In this post we outline Tufte's six Fundamental Principles of Analytical Design from the fifth chapter of his book "Beautiful Evidence". Following these principles will help you to elegantly convey your information.
The map above was created by E.J. Marey in 1869 to summarize Napoleon's Russian campaign of 1812-1813. The base layer is a map beginning Niemen River and ending in Moscow. The brown lines show the army on the Journey into Russia, and the black show the return journey. The width of these lines indicate the size of the army. A scale bar indicates distances, and the temperature and dates are indicated for the return journey. Tufte uses this figure to illustrate each of his principles.
Principle 1:
Show comparisons, contrasts, differences
Principle 2:
Show causality, mechanism, explanation, systematic structure
Principle 3:
Show multivariate data; that is, show more than 1 or 2 variables
Principle 4:
Completely integrate words, numbers, images, diagrams
Principle 5:
Thoroughly describe the evidence. Provide a detailed title, indicate the authors and sponsors, document the data sources, show complete measurement scales, point out relevant issues.
Principle 6:
Analytical presentations ultimately stand or fall depending on the quality, relevance, and integrity of their content.

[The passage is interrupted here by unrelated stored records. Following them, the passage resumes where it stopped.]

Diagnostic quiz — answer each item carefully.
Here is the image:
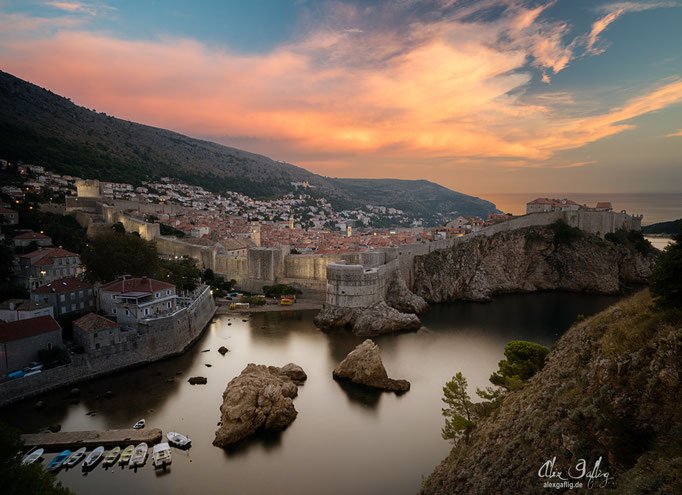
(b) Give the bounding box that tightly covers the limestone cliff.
[422,290,682,495]
[412,225,656,303]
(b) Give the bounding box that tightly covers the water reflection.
[0,294,617,495]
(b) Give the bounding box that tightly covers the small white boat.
[102,447,121,466]
[129,443,149,468]
[166,431,192,448]
[152,443,172,468]
[21,449,45,464]
[64,447,87,467]
[83,445,104,469]
[118,445,135,466]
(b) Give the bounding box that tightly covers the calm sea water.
[0,293,618,495]
[481,192,682,225]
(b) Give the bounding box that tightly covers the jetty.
[21,428,163,451]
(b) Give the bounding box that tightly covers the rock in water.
[313,301,421,337]
[213,363,305,447]
[332,339,410,392]
[280,363,308,382]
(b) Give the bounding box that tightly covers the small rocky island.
[332,339,410,392]
[213,363,308,447]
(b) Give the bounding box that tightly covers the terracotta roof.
[73,313,118,332]
[32,278,94,294]
[15,232,50,239]
[0,316,61,342]
[17,248,78,266]
[99,277,175,292]
[0,299,52,311]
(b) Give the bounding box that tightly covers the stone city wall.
[0,287,215,407]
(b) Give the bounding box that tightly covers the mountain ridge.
[0,71,497,223]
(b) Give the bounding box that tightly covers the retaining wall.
[0,287,216,407]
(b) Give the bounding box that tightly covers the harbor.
[21,428,163,452]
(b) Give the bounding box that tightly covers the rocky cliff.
[412,224,656,303]
[422,291,682,495]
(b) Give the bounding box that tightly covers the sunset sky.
[0,0,682,197]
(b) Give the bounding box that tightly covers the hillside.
[422,290,682,495]
[412,223,656,303]
[0,71,496,223]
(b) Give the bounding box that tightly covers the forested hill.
[0,71,496,222]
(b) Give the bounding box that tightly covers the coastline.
[215,299,324,315]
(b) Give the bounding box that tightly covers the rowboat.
[45,450,71,471]
[102,447,121,466]
[64,447,87,467]
[152,443,172,468]
[83,445,104,469]
[21,449,45,464]
[166,431,192,448]
[118,445,135,465]
[130,443,149,468]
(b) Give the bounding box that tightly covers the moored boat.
[21,449,45,464]
[102,447,120,466]
[83,445,104,469]
[166,431,192,448]
[64,447,87,467]
[152,443,172,468]
[129,443,149,468]
[46,450,71,471]
[118,445,135,465]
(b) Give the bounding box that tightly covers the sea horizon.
[478,192,682,225]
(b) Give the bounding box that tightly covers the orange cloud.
[0,2,682,180]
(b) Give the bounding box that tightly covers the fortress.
[66,180,642,307]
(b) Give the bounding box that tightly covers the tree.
[0,423,73,495]
[81,232,160,282]
[162,256,201,291]
[649,224,682,308]
[490,340,549,391]
[441,372,474,443]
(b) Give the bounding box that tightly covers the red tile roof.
[17,248,78,266]
[15,232,50,239]
[99,277,175,292]
[33,278,94,294]
[0,316,61,342]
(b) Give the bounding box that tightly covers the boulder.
[332,339,410,392]
[313,301,421,337]
[213,363,305,447]
[280,363,308,382]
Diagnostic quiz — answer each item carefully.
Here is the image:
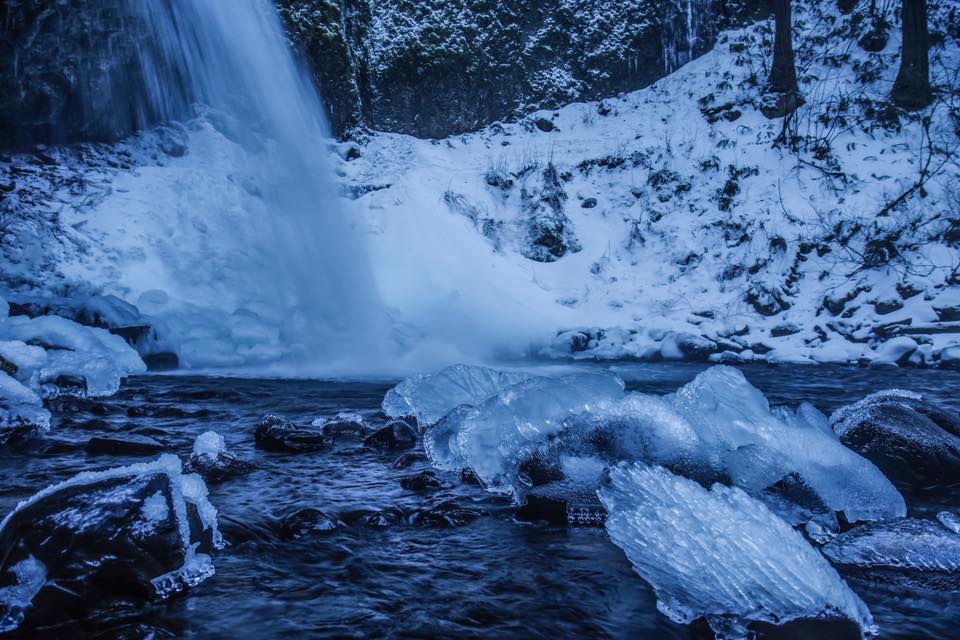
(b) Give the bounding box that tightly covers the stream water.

When to Apply these Principles
Tufte ends this chapter with these words: "The purpose of an evidence presentation is to assist thinking. Thus presentations should be constructed so as to assist with the fundamental intellectual tasks in reasoning about evidence: describing the data, making multivariate comparisons, understanding causality, integrating a diversity of evidence, and documenting the analysis [...] If the intellectual task is to make comparisons, as it is in nearly all data analysis, then 'Show comparisons' is the design principle. If the intellectual task is to understand causality, then the design principle is to use architectures and data elements that show causality."In other words, be thoughtful about the purpose of your figures. Often you will be creating a narrative, and each figure will play a particular role. A first figure may highlight a big-picture problem, while a central figure may display the results from a key experiment. A final figure may integrate the results into an explanation of causality. In each case, design the figure with its purpose in mind, and apply design principles accordingly.